Thursday, August 29, 2013

God Story: the Plot




In the beginning, the elohim created skies and earth.


Welcome back. During my morning perambulation the thought occurred to me that there may well be more than three plots in the God story. When there is a break in tradition, such as we find after Martin Luther nailed his 95 Theses onto the Wittenberg church door, a new tradition is formed and with it a new way of perceiving the God story.

Of course, the new tradition always claims to be the true tradition.

Then I began thinking about John Milton's Paradise Lost. It is a theologically driven plot in the story of God that emerged centuries after the canon was established for the Jewish and Christian Bibles. It is a literary-theological rendering of the God story in the Protestant tradition. Biblical characters such as Jesus and Satan exist before creation.  

Paradise Lost is Milton's extrapolation of the God story from the Bible. It is mythic, and as myth, Milton's epic is entirely appropriate and wonderful to contemplate.  However, the tiny cosmos of Milton pales beside the vast infinity of what we know our universe to be.  

When we actually read the Bible, little of what Milton imagines exists in the various books.  It appears to be a normal expression of devotion for artists and theologians to craft their own rendering of plot God story.  If enough people agree with their story a cult, a movement, or an institution can emerge.

Indeed, God people craft their own story from the Bible.  For example, when you read The Great Controversy, which is a primary text for Seventh Day Adventists, it is a story about a struggle between two magical beings named God and Satan who battle each other in history to save or destroy a chosen people that eventually becomes the Seventh Day Adventist Church. 

The story told there is selectively extrapolated from certain books in the Bible while others are ignored.  

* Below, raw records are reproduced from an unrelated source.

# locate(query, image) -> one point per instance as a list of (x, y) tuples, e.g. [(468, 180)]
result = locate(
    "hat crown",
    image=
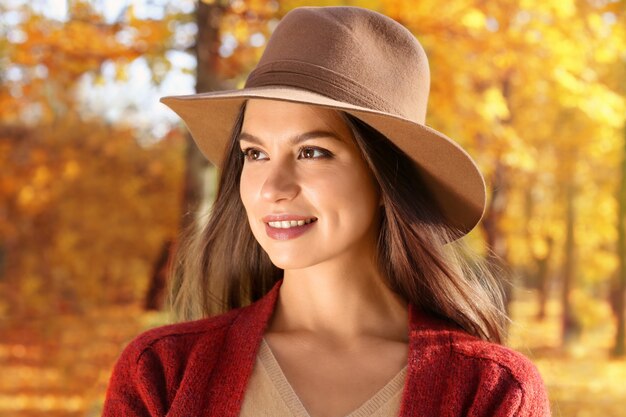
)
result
[(349, 54)]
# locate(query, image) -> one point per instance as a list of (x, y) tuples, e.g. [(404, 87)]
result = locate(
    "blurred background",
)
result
[(97, 177)]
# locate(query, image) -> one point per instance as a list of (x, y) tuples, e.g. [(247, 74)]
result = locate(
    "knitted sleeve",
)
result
[(500, 384), (136, 387)]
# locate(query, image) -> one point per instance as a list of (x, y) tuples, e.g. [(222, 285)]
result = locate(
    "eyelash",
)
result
[(246, 153)]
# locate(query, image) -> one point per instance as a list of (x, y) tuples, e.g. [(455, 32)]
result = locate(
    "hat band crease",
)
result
[(319, 80)]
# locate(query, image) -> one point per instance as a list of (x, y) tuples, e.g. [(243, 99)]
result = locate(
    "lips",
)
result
[(287, 226)]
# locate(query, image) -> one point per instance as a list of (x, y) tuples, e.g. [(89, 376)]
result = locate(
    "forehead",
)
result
[(277, 119)]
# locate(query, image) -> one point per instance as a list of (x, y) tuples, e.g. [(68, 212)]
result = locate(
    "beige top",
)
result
[(269, 394)]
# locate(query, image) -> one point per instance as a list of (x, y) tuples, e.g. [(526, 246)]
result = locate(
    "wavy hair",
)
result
[(419, 254)]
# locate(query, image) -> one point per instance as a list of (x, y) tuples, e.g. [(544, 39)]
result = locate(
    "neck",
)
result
[(344, 303)]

I am not writing this to disrespect Seventh Day Adventists.  In fact, I believe they are truly remarkable and their members whom I met love God and life. My point is this:  their Ellen White has crafted a narrative plot taken from the Bible that is her own and has become the preferred plot of her church.

My Baptist tradition does the same thing.  In fact, Baptists and Seventh Day Adventists are theological cousins.  

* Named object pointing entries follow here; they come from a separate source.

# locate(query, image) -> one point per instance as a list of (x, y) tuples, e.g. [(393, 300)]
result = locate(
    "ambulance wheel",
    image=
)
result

We see the same sort of selective extrapolation in popular culture today.  Little of what exists about Moses in DeMille's The Ten Commandments can be found in Exodus.  The story as it is in Exodus would take a few minutes to tell, yet DeMille's movie is nearly four hours long.  

In a true narrative story, the plot as a sequence of events is easily identified.  The plot in God's story is not so easy to explain with a precision that we can all agree upon.  

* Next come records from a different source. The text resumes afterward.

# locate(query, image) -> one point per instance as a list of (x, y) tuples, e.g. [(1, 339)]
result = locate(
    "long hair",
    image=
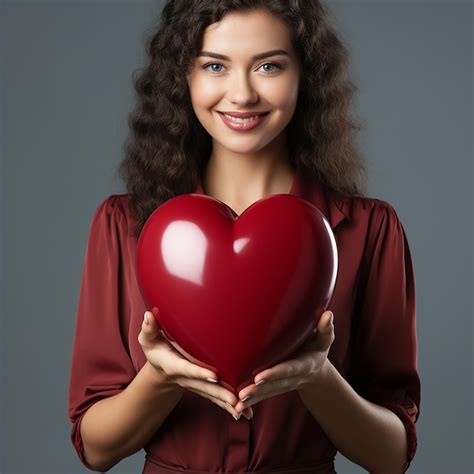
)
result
[(167, 150)]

I find it suggestive that the God story begins with two creation narratives that have two different names for God.  The so-called J Source which contains the story of Adam and Eve in the Garden of Eden uses the name Yahweh for God.  The so-called E Source uses the name Elohim for God.  

Both sources tell different stories about God from different points of view; both are interwoven into the Torah fabric. 

With two distinctive names for God and two different traditions, a consensus on a plot might be problematic for many.  As it is, the Bible manages to cobble together certain books that express a traditional veneration of Israel’s god.  A true narrative plot barely exists.

Israel's history often underlies any attempt to create a narrative plot of the God story. Plots are extrapolations that can be contradicted by other passages in the Bible. 

Even though what I am writing about is true, it strikes me as appropriate that our God of Love cannot be expressed by one narrative plot.  God is as comprehensible to us as we are comprehensible to an amoeba. 

To begin to capture the profound reality of our God requires the best storytelling, the loveliest poetry writing, the most profound devotional contemplation, and most inspirational preaching imagined by women and men.